新型犬型相撲日録

元木村山の前髪

九日目

宝富士4敗目

 

○栃煌山<東小結4-5>(おしたおし)宝富士<東前一・5-4>●

立ち合い栃煌山左ハズ右おっつけで宝富士の左差しを封じ、右へいなして相手の出るところをちょっと突きたて二本差し。正面へ攻め込み宝富士が右へ回り込むのを押し倒して破る。

 

直近3場所3連勝とお得意さんにしつつある相手に、宝富士は手痛い黒星。左のおっつけで栃煌山の右を封じ、自分の形に持ち込むのが最近のパターンだった。今日は正反対に相手の右に自分の左を封じられたかっこう。そのあとの栃煌山のいなし、突いておいての双差しも上手いものだった。

 

宝富士は立ち合いの際、先に両手を下してじっと栃煌山が立つのを待っていた。これを評して正面解説元雅山、二子山さんのコメントが面白かった。先に手を下してしまうと、相手が立つまで息を止めているので、ふわっとした立ち方になってしまうケースが多いんですよね、とのこと。先に手を着いたほうが相手のタイミングで立つことになるから不利だな、というのは何となく見ていて感じてはいた。
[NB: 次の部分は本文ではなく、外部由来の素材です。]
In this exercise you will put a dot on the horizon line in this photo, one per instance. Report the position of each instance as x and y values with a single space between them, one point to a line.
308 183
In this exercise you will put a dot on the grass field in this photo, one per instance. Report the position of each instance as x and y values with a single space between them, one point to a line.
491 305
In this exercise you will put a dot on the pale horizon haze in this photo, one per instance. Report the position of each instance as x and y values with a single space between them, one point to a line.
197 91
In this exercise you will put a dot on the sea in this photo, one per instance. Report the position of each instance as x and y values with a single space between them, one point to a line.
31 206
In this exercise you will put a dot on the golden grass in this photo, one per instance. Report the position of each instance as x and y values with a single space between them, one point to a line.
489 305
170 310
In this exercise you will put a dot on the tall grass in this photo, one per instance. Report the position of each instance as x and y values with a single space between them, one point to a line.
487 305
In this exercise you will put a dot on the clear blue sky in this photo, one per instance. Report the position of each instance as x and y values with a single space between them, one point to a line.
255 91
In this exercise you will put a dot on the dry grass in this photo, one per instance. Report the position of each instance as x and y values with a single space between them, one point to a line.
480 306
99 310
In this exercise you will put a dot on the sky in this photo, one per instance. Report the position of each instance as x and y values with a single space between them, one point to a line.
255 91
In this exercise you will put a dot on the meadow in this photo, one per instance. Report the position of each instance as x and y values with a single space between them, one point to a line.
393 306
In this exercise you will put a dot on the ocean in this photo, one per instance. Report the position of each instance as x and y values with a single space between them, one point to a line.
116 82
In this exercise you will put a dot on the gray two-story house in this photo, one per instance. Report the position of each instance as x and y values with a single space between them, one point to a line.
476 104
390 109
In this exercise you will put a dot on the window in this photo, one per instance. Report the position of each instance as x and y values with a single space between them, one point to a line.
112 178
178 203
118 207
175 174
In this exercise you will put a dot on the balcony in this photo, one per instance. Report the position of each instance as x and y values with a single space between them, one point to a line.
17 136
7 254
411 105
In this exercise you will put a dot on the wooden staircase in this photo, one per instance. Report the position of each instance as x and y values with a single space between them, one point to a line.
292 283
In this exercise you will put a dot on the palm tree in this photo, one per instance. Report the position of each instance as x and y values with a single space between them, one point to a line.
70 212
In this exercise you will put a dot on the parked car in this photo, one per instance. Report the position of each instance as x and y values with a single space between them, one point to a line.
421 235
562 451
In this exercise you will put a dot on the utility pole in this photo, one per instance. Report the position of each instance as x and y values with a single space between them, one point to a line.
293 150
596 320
しかし「息を止めているので」と言われるとずいぶん感覚が伝わってくる。そういうことなのか。


 照ノ富士の連勝を阻んだのは何と德勝龍

 

●德勝龍<西前四・5-4>(よりきり)照ノ富士<東関脇7-2>○

照ノ富士右から張って左をのぞかせ西土俵に攻めこめば、德勝龍右の前ミツ引いて振りまわし、体を入れ替える。俵を背にした照ノ富士、左差し右おっつけで逆襲するも、德勝龍右出し投げで大きく泳がせ、左を差してカイナを返し、堂々東土俵に寄り切る。

 

德勝龍会心の相撲。勝負のついた直後、サガリをさっと抜きつつホッと大きく息を吐く。やったぜ、という表情。もともと組んでも離れても取れる、とったりも変化もある、何でもできるが今一つ星が上がらない。器用貧乏な印象で、そのためかネット上でもいじられがちだったこの人。先場所あたりから正攻法に徹し、モデルチェンジを図ってきた。今回の右出し投げから左差しの相撲はお見事。ネタ力士を脱し、正統派の強豪に生まれ変わるか德勝龍。

 

もっとも照ノ富士も立ち合いの迫力が今一つで、やや甘く見ていた嫌いがあった。上手をしっかり引く前に出たのも敗因の一つだったろう。


 日馬富士は玉鷲に初金星を献上。九日目終えて1敗白鵬、魁聖、旭秀鵬。2敗が日馬富士、稀勢の里、照ノ富士、ほか平幕3人。じわじわと白鵬の独走ペースに。